When crude was expensive, the availability of cheap transportation like a pipeline meant the difference between profitable oil and very profitable oil. Now, green groups think it will make or break new development in Alberta altogether. “It is now impossible to credibly argue that Keystone XL won’t enable significant expansion of the tar sands and associated climate emissions,” Natural Resources Defense Council attorney Anthony Swift has said.
So, who’s right? Neither, really. Keystone is neither irrelevant, nor especially critical to the future of Canadian oil.
Hamm’s blasé attitude aside, Keystone would probably be a small boon to the American fossil-fuel industry, even at this late date. Remember, the pipeline would send crude to refiners on the Gulf Coast. And what do refiners do? They buy oil, then transform it into gasoline, diesel, and other products to sell.

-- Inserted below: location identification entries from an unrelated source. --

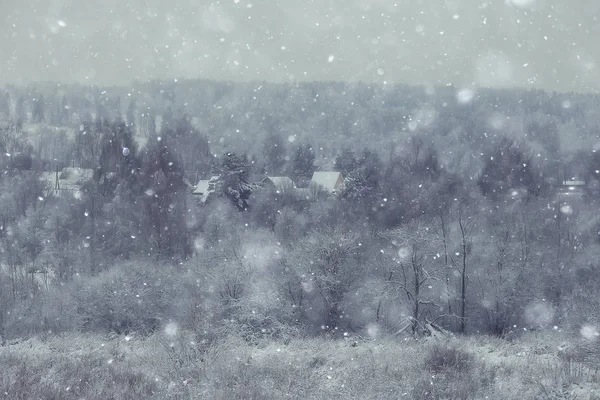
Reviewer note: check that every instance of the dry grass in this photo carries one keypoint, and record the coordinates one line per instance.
(182, 367)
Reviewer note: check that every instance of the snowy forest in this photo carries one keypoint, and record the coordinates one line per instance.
(464, 215)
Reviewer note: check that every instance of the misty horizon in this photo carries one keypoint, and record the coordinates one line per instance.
(513, 43)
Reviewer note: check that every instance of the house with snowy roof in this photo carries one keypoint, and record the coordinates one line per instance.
(278, 183)
(330, 181)
(67, 181)
(204, 188)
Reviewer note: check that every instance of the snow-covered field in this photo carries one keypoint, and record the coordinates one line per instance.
(177, 364)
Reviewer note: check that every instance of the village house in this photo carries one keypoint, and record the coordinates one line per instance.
(278, 183)
(330, 181)
(67, 181)
(203, 188)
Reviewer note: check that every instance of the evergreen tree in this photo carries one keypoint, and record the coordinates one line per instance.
(37, 110)
(274, 153)
(20, 115)
(304, 161)
(234, 181)
(131, 110)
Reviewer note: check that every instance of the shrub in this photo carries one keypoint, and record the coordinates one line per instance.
(132, 297)
(443, 359)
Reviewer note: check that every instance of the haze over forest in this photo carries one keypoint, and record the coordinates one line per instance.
(546, 44)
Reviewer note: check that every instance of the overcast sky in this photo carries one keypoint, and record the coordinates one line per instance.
(552, 44)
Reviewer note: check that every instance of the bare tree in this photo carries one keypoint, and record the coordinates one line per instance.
(417, 268)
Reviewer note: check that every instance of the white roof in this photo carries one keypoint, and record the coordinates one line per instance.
(328, 179)
(280, 181)
(203, 188)
(49, 178)
(574, 183)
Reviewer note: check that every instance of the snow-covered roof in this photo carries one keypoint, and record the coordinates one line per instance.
(279, 181)
(329, 180)
(574, 183)
(72, 178)
(203, 188)
(49, 179)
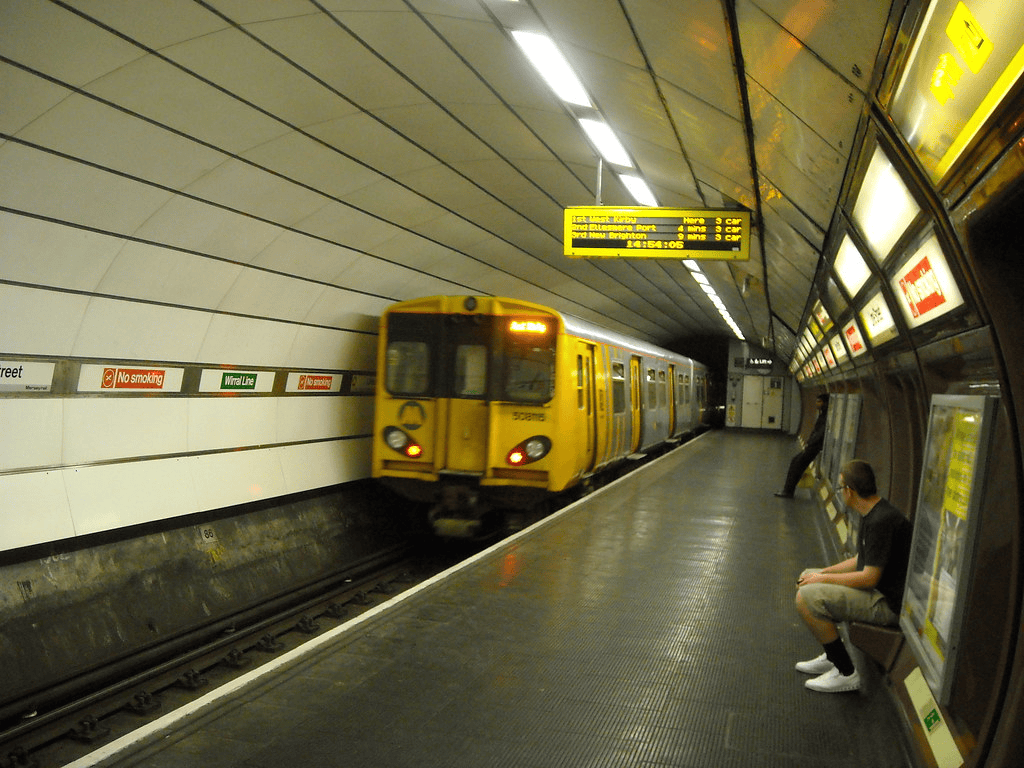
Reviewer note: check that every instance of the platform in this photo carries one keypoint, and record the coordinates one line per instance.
(650, 624)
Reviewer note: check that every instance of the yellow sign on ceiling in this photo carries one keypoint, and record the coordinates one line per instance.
(602, 231)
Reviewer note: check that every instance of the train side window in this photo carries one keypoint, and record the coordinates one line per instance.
(617, 388)
(408, 367)
(470, 371)
(580, 380)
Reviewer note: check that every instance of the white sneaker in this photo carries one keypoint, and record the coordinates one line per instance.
(834, 682)
(816, 666)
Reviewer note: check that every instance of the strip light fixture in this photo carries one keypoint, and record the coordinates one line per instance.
(549, 61)
(701, 280)
(542, 52)
(553, 67)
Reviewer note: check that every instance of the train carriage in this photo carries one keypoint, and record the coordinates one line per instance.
(488, 404)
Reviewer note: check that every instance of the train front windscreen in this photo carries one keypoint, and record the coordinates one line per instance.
(470, 356)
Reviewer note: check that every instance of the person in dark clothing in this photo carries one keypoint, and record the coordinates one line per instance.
(803, 460)
(865, 588)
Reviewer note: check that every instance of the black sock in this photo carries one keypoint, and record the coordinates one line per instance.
(836, 652)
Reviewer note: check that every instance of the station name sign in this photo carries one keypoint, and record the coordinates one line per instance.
(656, 232)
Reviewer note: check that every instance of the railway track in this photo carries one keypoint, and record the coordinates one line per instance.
(148, 688)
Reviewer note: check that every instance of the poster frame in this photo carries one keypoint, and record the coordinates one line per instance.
(935, 642)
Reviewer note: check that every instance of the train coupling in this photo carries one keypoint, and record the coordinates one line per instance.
(458, 513)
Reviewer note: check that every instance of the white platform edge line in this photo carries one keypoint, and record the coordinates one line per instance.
(124, 742)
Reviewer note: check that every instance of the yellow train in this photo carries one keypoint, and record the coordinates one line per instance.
(488, 406)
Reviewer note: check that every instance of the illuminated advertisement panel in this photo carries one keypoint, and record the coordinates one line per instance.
(942, 551)
(964, 61)
(839, 348)
(925, 287)
(878, 320)
(854, 340)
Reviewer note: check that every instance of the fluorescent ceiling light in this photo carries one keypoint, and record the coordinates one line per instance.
(606, 142)
(549, 61)
(885, 207)
(639, 189)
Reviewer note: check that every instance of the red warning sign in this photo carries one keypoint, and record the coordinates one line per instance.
(133, 378)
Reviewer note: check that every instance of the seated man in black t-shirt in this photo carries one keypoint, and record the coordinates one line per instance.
(866, 588)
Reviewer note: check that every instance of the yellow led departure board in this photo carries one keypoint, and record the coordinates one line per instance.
(656, 232)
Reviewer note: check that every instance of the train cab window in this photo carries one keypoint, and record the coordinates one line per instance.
(408, 367)
(412, 339)
(529, 361)
(617, 388)
(470, 371)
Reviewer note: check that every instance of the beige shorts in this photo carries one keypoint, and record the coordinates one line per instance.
(838, 603)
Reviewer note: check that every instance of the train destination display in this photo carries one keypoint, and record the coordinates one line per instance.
(656, 232)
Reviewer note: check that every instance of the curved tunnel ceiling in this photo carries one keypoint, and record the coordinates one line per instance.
(315, 160)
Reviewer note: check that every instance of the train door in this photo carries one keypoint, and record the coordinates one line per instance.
(673, 427)
(585, 401)
(465, 360)
(635, 401)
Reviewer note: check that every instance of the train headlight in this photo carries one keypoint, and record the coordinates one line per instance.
(528, 451)
(401, 442)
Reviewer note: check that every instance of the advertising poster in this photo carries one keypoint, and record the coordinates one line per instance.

The less expensive the oil, the easier it is for them to turn a profit, and the heavy crude found in the tar sands—which gulf refiners are specially equipped to process—is especially cheap, even compared to similar low grades from Mexico and Venezuela. This week, for instance, Western Canadian Select has traded at around just $33 a barrel. The refinery owners of Houston would surely love to get their hands on more it, but in a world of generally low oil prices, doing so isn’t exactly a matter of life and death for them.

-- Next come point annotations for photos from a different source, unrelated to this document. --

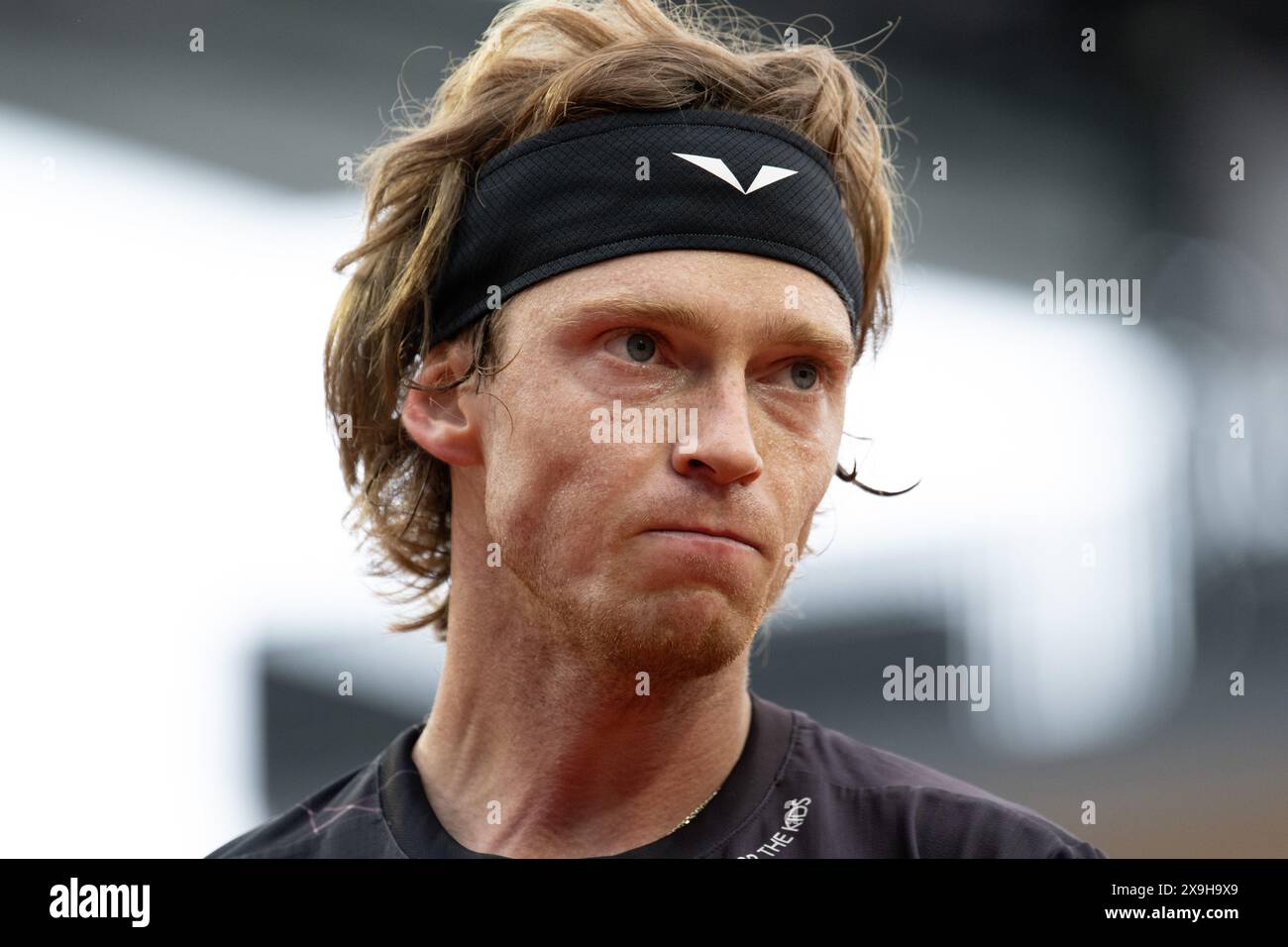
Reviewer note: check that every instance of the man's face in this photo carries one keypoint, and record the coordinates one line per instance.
(596, 534)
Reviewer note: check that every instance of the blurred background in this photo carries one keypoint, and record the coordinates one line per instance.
(1103, 515)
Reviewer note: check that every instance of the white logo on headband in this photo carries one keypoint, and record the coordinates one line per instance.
(768, 174)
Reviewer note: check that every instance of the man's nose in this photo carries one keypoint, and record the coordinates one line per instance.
(717, 442)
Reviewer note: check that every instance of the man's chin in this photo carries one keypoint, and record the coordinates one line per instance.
(679, 637)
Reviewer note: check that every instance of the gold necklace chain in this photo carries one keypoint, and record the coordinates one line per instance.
(690, 817)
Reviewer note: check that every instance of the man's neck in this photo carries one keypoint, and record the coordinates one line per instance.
(567, 762)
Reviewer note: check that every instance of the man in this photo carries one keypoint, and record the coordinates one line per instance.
(665, 241)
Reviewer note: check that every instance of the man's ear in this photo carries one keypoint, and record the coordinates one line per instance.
(445, 423)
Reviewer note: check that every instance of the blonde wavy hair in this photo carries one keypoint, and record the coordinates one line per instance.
(539, 64)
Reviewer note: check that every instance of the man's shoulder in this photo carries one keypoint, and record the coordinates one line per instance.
(907, 808)
(342, 819)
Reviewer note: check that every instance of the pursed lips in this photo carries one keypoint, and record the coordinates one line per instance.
(707, 531)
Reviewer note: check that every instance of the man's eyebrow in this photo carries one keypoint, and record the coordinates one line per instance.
(781, 328)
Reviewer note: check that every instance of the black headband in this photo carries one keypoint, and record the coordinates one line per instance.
(576, 195)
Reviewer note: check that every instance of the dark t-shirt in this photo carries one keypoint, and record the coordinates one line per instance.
(799, 789)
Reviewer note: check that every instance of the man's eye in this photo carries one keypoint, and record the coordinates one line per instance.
(639, 346)
(804, 375)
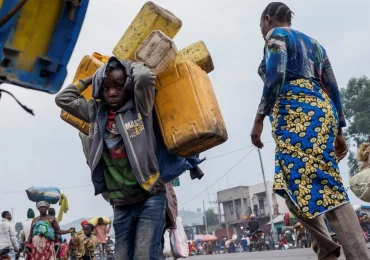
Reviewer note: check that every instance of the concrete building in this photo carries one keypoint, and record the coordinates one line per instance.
(240, 202)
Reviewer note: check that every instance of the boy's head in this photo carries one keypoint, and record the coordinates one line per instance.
(51, 212)
(113, 91)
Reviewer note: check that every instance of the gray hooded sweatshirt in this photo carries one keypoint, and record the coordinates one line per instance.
(134, 121)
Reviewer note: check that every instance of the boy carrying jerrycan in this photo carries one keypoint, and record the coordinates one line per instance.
(122, 151)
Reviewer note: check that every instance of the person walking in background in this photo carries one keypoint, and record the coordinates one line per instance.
(27, 227)
(64, 250)
(85, 243)
(58, 239)
(302, 98)
(243, 242)
(253, 224)
(27, 224)
(44, 228)
(8, 236)
(101, 232)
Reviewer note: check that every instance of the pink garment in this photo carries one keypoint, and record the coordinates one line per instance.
(101, 232)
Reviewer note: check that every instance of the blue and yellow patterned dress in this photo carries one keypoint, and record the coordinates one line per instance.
(302, 98)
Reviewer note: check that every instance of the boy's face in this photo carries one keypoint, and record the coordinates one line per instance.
(87, 230)
(113, 89)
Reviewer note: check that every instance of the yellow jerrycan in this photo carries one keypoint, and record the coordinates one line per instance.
(198, 54)
(150, 18)
(187, 110)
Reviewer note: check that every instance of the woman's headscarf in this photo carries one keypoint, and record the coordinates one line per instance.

What about Canada’s wants and needs? Building Keystone would certainly make it cheaper to ship tar sands oil. But nixing the project won’t spell doom for the tar sands. According to the State Department, it should cost about $10 to move a barrel of oil from Hardisty in Alberta to Houston. It estimates that the main alternative, shipping via tanker cars, costs about $15 per barrel—though some have recently pegged the figure as high as $22. Today, with oil trading at $50, that $5 to $12 gap may sound like a big difference. But short-term trends aren’t going to determine Canada’s long-term future as a fossil-fuel producer. If companies think that expensive crude will one day return and stick around, they’ll invest further in the tar sands. If not, they won’t. But given how incredibly imprecise projections about the future of the oil market tend to be, $10 here or there won’t make the difference.
For environmentalists, Keystone XL has been a potent symbolic issue. But ultimately, whether the pipeline lives or dies won’t mean much for the fate of the planet. It’ll just mean slightly fatter or slightly thinner margins for a few companies in the oil business.